An extra £20 million will be made available to support separated and separating families as part of the radical overhaul of the Child Maintenance system, Ministers announced today.
The money, which doubles government spending on relationship support in 2012/13 is part of the radical reforms to mend the broken child support system.
It will help families work out their own arrangements, rather than trapping them in the current outdated system, which has been shown to be expensive and divisive and does not put children first.
A typical case in the CSA can cost the taxpayer around £25,000 rising to around £40,000 if enforcement action is needed. Many parents already share the care of their children and it is estimated that if those made their own arrangements for maintenance this could save the taxpayer £45m per year.
Iain Duncan Smith, Secretary of State for Work and Pensions, said:
This is about helping to put children first in what is a difficult and traumatic time for all concerned. Most parents want to come to arrangements with a minimal disruption to their children and by offering them the right support we can help make this the case.
We need to radically re-think the support we provide to separating parents to place family responsibility and the welfare of children at its heart. Our plans to reform the child maintenance system will enable parents to come to their own family-based arrangements which work far better for children.
The £20m for family services will be dedicated to working with voluntary and community groups on streamlining existing support and looking at what additional help is needed.

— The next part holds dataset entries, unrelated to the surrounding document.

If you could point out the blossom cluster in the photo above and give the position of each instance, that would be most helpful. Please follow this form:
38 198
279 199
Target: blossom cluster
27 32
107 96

Work and Pensions Minister, Maria Miller said:
We need to rebalance our spending so more families can access the support they need to work out their own arrangements rather than default into the statutory scheme.
Even at the difficult time of family breakdown both parents must take responsibility for supporting their children.
Parents know what is best for their family, this is why we will offer further support at the point of separation to help establish a dialogue between parents and workable financial arrangements that always put children first.
The current child maintenance system is broken. At the moment the CSA costs the British taxpayer almost half a billion pounds every year - 40p for every pound moved.
A steering group of voluntary and community sector experts as well as academics have advised on how best this money should be used to coordinate existing organisations on the ground.
Karen Woodall, Director of the Centre for Separated Families, who are part of the steering group said:
We are absolutely delighted that the government is making this money available to help parents make their own family-based child maintenance arrangements. Support services, such as those proposed, will offer parents the kind of help they so desperately need around not just maintenance but other post separation issues, too.
We know that parents who make their own private arrangements are not only happier with them, but that those arrangements tend to last longer, work better and are more flexible in responding to children’s changing needs.
The group will continue to help define what is needed, which could include:
- A web service that will be able to provide on-line material and peer to peer forums as well as signposting parents to specialist websites and local support services in their area;
- Helpline support for separating parents who need information and contact details for specialist and local support services that could help them;
- Coordinated local services to offer help and support.